Beinecke Jacqueline, Heider Dominik
Department of Mathematics and Computer Science, Philipps-University of Marburg, Hans-Meerwein-Str. 6, 35043, Marburg, Germany.
BioData Min. 2021 Nov 29;14(1):49. doi: 10.1186/s13040-021-00283-6.
Clinical data sets have very special properties and suffer from many caveats in machine learning. They typically show a high-class imbalance, have a small number of samples and a large number of parameters, and have missing values. While feature selection approaches and imputation techniques address the former problems, the class imbalance is typically addressed using augmentation techniques. However, these techniques have been developed for big data analytics, and their suitability for clinical data sets is unclear.This study analyzed different augmentation techniques for use in clinical data sets and subsequent employment of machine learning-based classification.
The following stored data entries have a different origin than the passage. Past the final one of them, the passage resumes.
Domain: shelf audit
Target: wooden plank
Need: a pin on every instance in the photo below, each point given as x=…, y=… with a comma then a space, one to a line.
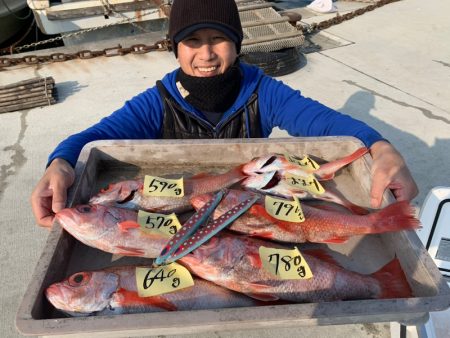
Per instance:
x=95, y=7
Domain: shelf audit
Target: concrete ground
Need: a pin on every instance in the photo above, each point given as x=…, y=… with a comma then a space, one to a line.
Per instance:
x=394, y=74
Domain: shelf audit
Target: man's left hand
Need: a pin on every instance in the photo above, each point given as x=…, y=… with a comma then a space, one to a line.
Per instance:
x=389, y=171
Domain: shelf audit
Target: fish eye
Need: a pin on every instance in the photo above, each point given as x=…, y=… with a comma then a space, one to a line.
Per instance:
x=109, y=187
x=84, y=208
x=79, y=279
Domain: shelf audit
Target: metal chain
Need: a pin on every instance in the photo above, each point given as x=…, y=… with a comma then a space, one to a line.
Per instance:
x=161, y=45
x=311, y=28
x=78, y=33
x=158, y=46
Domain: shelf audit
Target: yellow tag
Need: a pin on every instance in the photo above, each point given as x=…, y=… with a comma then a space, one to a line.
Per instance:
x=305, y=162
x=308, y=183
x=159, y=186
x=166, y=225
x=285, y=264
x=162, y=279
x=284, y=210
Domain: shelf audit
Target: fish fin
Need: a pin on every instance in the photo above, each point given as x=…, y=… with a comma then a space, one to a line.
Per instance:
x=125, y=225
x=337, y=240
x=194, y=265
x=334, y=207
x=328, y=170
x=321, y=254
x=131, y=298
x=127, y=251
x=200, y=175
x=394, y=217
x=255, y=259
x=259, y=210
x=116, y=257
x=393, y=281
x=263, y=296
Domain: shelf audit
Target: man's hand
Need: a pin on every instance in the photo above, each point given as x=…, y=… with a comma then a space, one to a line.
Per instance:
x=50, y=194
x=389, y=171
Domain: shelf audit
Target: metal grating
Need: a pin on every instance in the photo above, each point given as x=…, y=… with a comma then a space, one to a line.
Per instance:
x=265, y=30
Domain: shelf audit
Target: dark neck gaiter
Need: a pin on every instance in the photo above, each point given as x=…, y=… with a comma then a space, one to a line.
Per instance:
x=211, y=94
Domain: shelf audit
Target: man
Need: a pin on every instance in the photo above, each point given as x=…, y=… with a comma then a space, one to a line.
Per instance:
x=212, y=95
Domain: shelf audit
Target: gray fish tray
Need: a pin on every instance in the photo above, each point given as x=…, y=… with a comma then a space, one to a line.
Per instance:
x=102, y=162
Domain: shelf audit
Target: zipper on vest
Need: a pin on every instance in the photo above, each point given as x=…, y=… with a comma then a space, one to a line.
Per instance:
x=221, y=123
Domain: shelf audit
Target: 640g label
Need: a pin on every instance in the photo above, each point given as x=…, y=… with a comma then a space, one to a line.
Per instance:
x=285, y=264
x=159, y=186
x=162, y=279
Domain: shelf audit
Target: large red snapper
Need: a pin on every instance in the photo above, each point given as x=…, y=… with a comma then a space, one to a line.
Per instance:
x=234, y=262
x=274, y=183
x=114, y=291
x=129, y=194
x=278, y=162
x=322, y=226
x=110, y=229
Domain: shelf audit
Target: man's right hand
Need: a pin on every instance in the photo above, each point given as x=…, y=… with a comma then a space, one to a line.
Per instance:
x=50, y=194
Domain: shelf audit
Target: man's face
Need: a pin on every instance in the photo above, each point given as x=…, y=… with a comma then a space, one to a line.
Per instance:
x=206, y=52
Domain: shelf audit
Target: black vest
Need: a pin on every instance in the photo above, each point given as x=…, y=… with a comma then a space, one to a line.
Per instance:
x=179, y=124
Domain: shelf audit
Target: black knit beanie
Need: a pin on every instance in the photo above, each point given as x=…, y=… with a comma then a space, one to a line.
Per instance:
x=187, y=16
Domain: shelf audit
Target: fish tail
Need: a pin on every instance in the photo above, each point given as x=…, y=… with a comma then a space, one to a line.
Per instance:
x=395, y=217
x=328, y=170
x=393, y=281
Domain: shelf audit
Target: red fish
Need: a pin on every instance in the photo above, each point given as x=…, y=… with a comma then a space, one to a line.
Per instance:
x=234, y=262
x=114, y=291
x=322, y=226
x=128, y=194
x=278, y=162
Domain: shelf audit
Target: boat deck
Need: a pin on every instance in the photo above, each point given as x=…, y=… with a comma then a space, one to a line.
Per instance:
x=389, y=68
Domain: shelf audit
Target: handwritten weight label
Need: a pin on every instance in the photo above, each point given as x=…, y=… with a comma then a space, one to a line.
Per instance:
x=305, y=163
x=308, y=183
x=162, y=279
x=166, y=225
x=284, y=210
x=163, y=187
x=285, y=264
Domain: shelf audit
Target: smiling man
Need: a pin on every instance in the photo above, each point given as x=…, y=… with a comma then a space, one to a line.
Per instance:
x=213, y=95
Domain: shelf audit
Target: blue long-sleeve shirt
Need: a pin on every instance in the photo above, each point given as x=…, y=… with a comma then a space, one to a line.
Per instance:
x=279, y=105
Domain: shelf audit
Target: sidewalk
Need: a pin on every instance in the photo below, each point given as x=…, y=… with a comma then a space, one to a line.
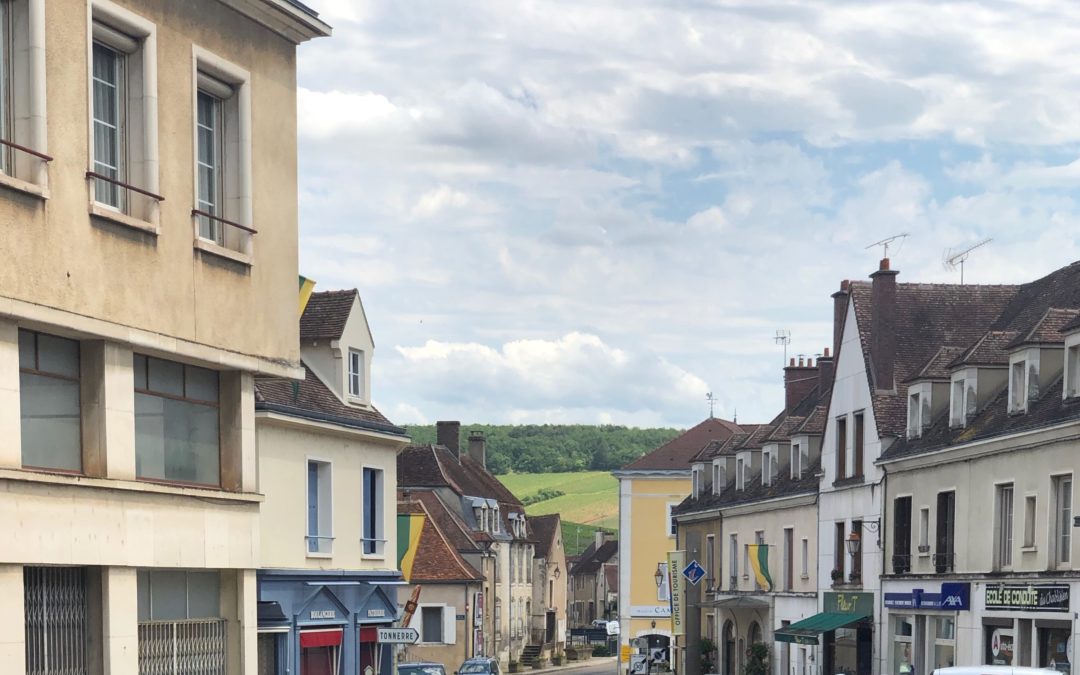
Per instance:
x=596, y=662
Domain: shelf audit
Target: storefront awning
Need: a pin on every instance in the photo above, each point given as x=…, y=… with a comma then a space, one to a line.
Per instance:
x=806, y=632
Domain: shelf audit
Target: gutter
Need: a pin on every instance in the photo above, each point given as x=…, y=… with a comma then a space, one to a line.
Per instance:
x=333, y=419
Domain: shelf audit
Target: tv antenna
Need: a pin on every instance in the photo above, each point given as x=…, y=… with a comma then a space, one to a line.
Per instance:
x=783, y=337
x=953, y=258
x=885, y=243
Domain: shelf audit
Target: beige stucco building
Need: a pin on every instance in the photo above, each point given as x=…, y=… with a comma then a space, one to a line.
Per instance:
x=327, y=461
x=132, y=329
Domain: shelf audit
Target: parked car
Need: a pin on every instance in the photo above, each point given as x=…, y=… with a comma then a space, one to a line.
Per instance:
x=478, y=665
x=421, y=667
x=994, y=670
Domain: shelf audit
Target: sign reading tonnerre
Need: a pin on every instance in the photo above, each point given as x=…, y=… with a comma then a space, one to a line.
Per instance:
x=676, y=561
x=399, y=636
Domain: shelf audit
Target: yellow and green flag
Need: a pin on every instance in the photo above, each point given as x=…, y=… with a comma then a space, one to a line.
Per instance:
x=759, y=561
x=307, y=286
x=409, y=528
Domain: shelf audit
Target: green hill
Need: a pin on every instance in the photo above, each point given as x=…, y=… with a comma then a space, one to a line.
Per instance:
x=557, y=448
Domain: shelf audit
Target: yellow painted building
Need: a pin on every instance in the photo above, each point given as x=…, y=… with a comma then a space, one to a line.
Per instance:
x=649, y=488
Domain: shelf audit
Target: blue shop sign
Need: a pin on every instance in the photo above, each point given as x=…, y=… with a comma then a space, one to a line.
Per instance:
x=954, y=596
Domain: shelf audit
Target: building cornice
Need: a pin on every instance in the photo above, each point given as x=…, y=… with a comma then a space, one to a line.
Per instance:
x=286, y=18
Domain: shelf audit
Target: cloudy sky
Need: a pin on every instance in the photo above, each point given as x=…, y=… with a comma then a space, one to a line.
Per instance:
x=598, y=211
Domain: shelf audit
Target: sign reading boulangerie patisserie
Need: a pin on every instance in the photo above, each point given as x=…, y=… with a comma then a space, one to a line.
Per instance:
x=1028, y=597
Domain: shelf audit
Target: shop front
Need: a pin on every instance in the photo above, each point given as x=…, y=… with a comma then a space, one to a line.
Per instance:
x=921, y=624
x=1028, y=624
x=844, y=630
x=320, y=624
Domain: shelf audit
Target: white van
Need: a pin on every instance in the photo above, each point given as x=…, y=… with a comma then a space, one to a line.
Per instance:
x=994, y=670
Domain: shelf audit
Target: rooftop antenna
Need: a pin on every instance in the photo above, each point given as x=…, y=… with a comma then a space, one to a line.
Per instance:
x=783, y=337
x=953, y=258
x=886, y=242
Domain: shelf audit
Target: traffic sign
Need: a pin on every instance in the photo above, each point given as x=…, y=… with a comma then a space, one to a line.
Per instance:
x=693, y=572
x=397, y=636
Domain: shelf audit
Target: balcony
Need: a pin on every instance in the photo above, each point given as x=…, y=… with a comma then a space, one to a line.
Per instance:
x=944, y=562
x=902, y=563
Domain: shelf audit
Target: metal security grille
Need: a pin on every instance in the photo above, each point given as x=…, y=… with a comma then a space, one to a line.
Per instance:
x=194, y=647
x=55, y=620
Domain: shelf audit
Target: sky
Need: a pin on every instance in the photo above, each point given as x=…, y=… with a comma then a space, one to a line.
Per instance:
x=598, y=211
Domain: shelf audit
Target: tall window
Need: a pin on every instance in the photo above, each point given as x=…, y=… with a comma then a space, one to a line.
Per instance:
x=109, y=109
x=841, y=447
x=1003, y=529
x=355, y=373
x=902, y=535
x=1063, y=518
x=320, y=513
x=49, y=402
x=210, y=130
x=176, y=422
x=374, y=538
x=858, y=444
x=944, y=551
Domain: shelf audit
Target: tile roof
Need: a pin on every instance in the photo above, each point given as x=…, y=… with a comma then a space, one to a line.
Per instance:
x=436, y=558
x=326, y=314
x=312, y=399
x=1038, y=313
x=1048, y=329
x=679, y=451
x=927, y=318
x=545, y=528
x=451, y=526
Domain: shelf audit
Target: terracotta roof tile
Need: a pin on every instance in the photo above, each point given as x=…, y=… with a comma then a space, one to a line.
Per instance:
x=326, y=314
x=312, y=395
x=679, y=451
x=436, y=559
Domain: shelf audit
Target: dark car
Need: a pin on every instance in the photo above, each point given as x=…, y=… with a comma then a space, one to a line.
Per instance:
x=421, y=667
x=480, y=665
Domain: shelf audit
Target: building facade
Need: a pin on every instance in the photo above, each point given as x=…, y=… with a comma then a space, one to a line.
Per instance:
x=151, y=274
x=327, y=467
x=649, y=488
x=981, y=557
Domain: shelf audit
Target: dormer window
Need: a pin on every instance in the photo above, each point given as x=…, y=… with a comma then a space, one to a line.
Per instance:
x=355, y=374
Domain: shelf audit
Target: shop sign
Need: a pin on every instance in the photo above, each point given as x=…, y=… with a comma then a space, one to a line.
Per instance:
x=953, y=596
x=849, y=603
x=1028, y=597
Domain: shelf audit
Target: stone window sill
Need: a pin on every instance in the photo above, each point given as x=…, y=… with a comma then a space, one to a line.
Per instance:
x=216, y=250
x=105, y=213
x=17, y=185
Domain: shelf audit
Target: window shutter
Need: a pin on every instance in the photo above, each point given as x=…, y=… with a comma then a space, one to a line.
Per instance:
x=449, y=625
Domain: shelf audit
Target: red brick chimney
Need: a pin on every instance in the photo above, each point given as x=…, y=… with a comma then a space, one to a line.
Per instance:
x=839, y=313
x=825, y=369
x=449, y=434
x=799, y=380
x=883, y=326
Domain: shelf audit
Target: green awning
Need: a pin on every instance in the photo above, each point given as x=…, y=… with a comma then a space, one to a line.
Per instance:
x=806, y=632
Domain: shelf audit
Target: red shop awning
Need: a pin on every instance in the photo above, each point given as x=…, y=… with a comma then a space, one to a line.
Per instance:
x=326, y=637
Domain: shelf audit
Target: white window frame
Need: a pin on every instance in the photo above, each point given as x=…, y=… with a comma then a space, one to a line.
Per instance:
x=123, y=30
x=25, y=104
x=231, y=84
x=325, y=535
x=380, y=524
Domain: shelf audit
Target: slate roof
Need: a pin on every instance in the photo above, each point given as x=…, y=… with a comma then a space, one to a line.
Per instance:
x=544, y=529
x=1038, y=313
x=311, y=399
x=326, y=314
x=927, y=318
x=678, y=453
x=436, y=559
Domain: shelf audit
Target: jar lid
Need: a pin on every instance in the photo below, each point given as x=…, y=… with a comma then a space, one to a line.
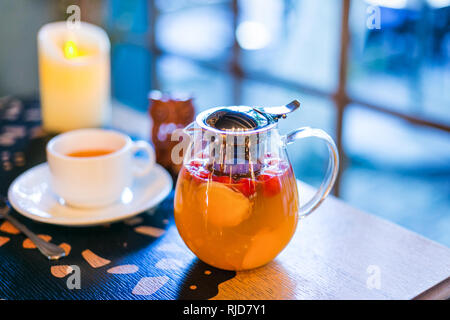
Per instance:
x=235, y=119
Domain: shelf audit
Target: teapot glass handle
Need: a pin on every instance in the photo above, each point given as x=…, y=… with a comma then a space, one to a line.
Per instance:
x=332, y=171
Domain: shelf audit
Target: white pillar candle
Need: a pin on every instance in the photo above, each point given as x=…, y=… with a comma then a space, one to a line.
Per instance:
x=74, y=76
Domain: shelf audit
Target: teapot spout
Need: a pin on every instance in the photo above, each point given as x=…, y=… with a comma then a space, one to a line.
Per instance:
x=278, y=112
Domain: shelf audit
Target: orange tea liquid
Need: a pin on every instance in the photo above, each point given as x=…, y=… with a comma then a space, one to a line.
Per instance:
x=236, y=223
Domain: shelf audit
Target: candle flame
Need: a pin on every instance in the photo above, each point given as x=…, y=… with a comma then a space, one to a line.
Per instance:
x=70, y=50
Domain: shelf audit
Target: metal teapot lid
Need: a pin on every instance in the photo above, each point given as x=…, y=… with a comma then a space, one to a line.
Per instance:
x=236, y=119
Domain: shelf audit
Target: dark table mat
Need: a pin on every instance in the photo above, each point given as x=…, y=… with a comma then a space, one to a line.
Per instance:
x=166, y=267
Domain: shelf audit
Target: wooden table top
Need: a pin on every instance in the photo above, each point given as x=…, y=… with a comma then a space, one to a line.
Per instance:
x=338, y=252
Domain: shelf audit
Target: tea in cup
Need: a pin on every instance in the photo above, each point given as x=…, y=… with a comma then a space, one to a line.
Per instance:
x=92, y=167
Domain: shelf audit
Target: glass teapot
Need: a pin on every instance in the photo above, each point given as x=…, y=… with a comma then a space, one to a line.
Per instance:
x=236, y=199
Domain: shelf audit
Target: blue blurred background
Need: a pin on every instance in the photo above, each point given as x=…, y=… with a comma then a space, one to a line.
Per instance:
x=374, y=74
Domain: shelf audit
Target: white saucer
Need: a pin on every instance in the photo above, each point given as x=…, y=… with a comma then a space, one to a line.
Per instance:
x=31, y=196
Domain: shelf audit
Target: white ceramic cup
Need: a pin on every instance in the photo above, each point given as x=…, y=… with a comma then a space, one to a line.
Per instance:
x=99, y=180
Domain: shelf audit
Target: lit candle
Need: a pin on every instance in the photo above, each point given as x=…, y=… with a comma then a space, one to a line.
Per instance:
x=74, y=76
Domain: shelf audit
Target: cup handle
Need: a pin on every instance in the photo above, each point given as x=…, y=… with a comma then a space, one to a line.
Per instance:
x=332, y=171
x=140, y=170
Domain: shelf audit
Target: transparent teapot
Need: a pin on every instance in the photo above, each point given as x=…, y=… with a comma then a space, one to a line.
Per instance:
x=236, y=199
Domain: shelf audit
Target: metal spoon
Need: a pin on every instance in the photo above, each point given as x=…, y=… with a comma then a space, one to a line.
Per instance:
x=279, y=111
x=50, y=250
It turns out that Gaussian Noise Up-Sampling (GNUS) is not always but generally, is as good as SMOTE and ADASYN and even outperform those on some datasets. However, it has also been shown that augmentation does not improve classification at all in some cases.
临床数据集具有非常特殊的属性,并且在机器学习中存在许多需要注意的问题。它们通常表现出高度的类别不平衡,样本数量少而参数数量多,并且存在缺失值。虽然特征选择方法和插补技术解决了前两个问题,但类别不平衡通常使用增强技术来解决。然而,这些技术是为大数据分析而开发的,它们对临床数据集的适用性尚不清楚。本研究分析了用于临床数据集的不同增强技术以及随后基于机器学习的分类应用。结果表明,高斯噪声上采样(GNUS)并不总是但通常与SMOTE和ADASYN一样好,甚至在某些数据集上优于它们。然而,也有研究表明,在某些情况下增强根本不会提高分类效果。